Wednesday, February 20, 2013

"Bitter or Better"

     We've all had our feelings hurt. Our toes stepped on, our pride wounded. I bet you don't have a hard time thinking of a "friend" who's recently talked smack behind your back.  People have done us in, treated us wrong, acted unfairly.  In fact, you're just not sure you can let this one go without taking to Facebook and calling them out on it! That would serve them right, wouldn't it?
     Now, also tell me this... Just how many of us can say that we've never been the high tempered, sharp-tongued, toe stompee? Can you count on one hand the number of people you've whispered about, made fun of, or envied, in the past 24 hours alone?
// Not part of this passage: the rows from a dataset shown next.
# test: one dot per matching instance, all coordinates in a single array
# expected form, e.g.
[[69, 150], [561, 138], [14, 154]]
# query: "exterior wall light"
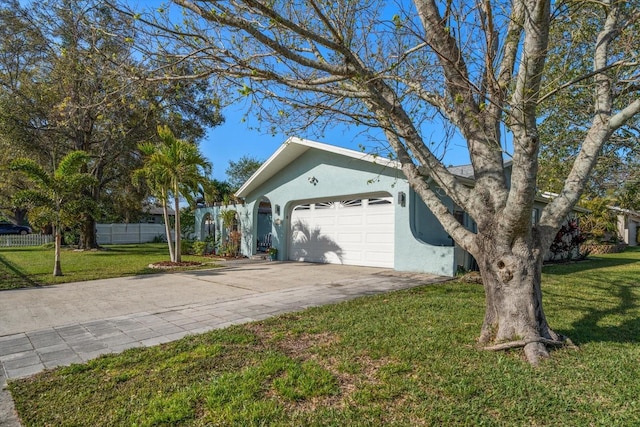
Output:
[[402, 198]]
Whether you've said these things aloud to a friend or just thought them to yourself:  maybe about the co-worker who sits lazily at her desk while you work feverishly away at your keyboard ("having to take up her slack..."); or the classmate who just walked into the room wearing the new pair of boots you were so desperately hoping to buy (as you eye her up and down, then roll your eyes as she walks past).  Ouch. Truth smacks us hard in the face, doesn't it?  We've all been there, done that. 
     I think it's easy to, sometimes, call people out on their short-comings and keep a blind eye to our own.  Jesus says in Matthew 7 verses 3-4:  "Why do you look at the speck of sawdust in your brother's eye and pay no attention to the plank in your own eye?  How can you say to your brother, 'Let me take the speck out of your eye', when all the time there is a plank in your own eye?"  Wow. This is powerful stuff.
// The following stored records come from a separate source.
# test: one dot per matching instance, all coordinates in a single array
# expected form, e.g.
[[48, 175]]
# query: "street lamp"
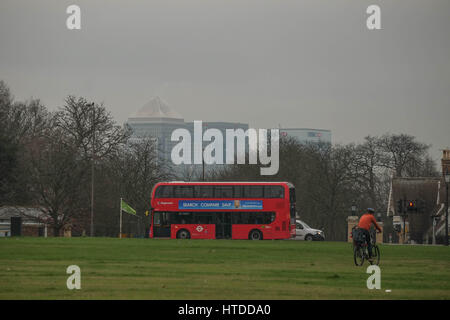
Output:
[[447, 181]]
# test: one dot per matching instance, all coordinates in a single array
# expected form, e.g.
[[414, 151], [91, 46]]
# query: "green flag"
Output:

     The reality is, we get angry.  And yes: there are times when we are justified in our anger.  We also get hurt.  We can't wrap our minds around the lies that our enemies tell about us, and it's painful.  But it's also inescapable-- it's in the world we live, and it's also in us.  "IT" is sin. We all fall short.  You've been wronged, but chances are you've wronged someone too.  Good thing we have a Savior that covers all that, isn't it? 
     So how do we cope with it all?  Where do we go from here?  Do we make up?  Do we stay mad forever?  Or do we sweep it under the rug, and pretend it all never happened?  Let's decide...
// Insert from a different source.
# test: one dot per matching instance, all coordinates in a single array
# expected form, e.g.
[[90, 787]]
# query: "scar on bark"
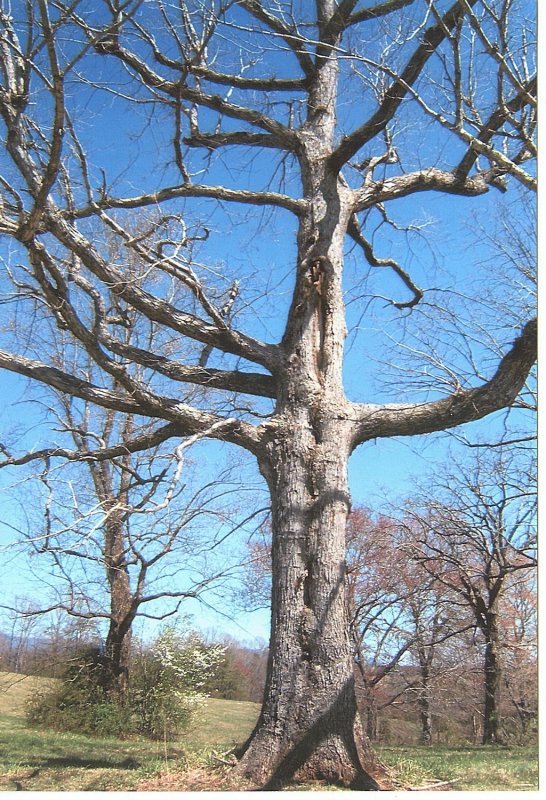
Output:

     The Bible says, "Do not let the sun go down on your anger." (Ephesians 4:26)  And personally, I believe these are words to live by (as is everything else God-breathed).  I can tell you from experience:  sometimes, it's hard to let stuff go.  There have been times when I've thought to myself-- "I cannot believe he did this to me".  Or, "she said what about me?" "How could she feel this way about me? I've always been so nice to her.".... you get the picture.  But I can also tell you firsthand, when your identity is found in Jesus (see my post: "Identity Crisis"), and you are striving to live like Him, you'll begin to look at things a lot differently.  Introducing:  forgiveness.   
     A few things regarding forgiveness: 
  • It's important to note that in some instances, forgiveness isn't a one-time thing.  There are times when we've been so deeply hurt, that every day we have to say a prayer that God will heal our heart and take away the pain as well as the bitterness.      
  • Secondly, I can't tell you how many times I've heard people say, "I'll forgive them when they ask me to."  HA!  That's a laugh.  Seriously, let me make this clear:  this does not exempt you from forgiving someone. Now, I'm not saying that you have to reconcile your relationship with them in every situation. There are times when we have to "come out and be separated" from people because of certain circumstances. But if we are unable to let go of the bitterness in our heart that's aimed at a person or persons, I have to believe we are missing something crucial.  Instead, we should really be praying for them. Praying that they'll come to know Jesus, the only One capable of changing the heart.  Matthew 5:44 "But I say to you, Love your enemies and pray for those who persecute you".
  • Which leads me to my final point:  if you've ever prayed for Jesus to forgive you, do you think He hesitates to do so?  This one's a no brainer.  Of course He doesn't.  So why on earth would we think we have the audacity to not do the same?  ..."Jesus, please forgive me,.. but Lord I just can't forgive them."  That's a no-go, jack. 
     If you take anything away from this post, let it be this:  we are called to be forgivers.  And I can justify saying this because followers of Christ are called to be like Christ.  If our identity is in Christ, we are called to live like Christ.  And Christ is a forgiver.  He is The Forgiver. 
     Also, if you're honest with yourself, I think you'd agree it's harder work being bitter than it is at feeling better.  There's a song by Matthew West that's really became a favorite of mine.  It says, "the prisoner that it really frees is you: forgiveness".  How true we will find this to be.  Take a listen; I think it will bless your heart.
 
     "Help me now to give what You gave to me: forgiveness."   May this forever be our prayer.  May this forever be our life.  One of forgiveness.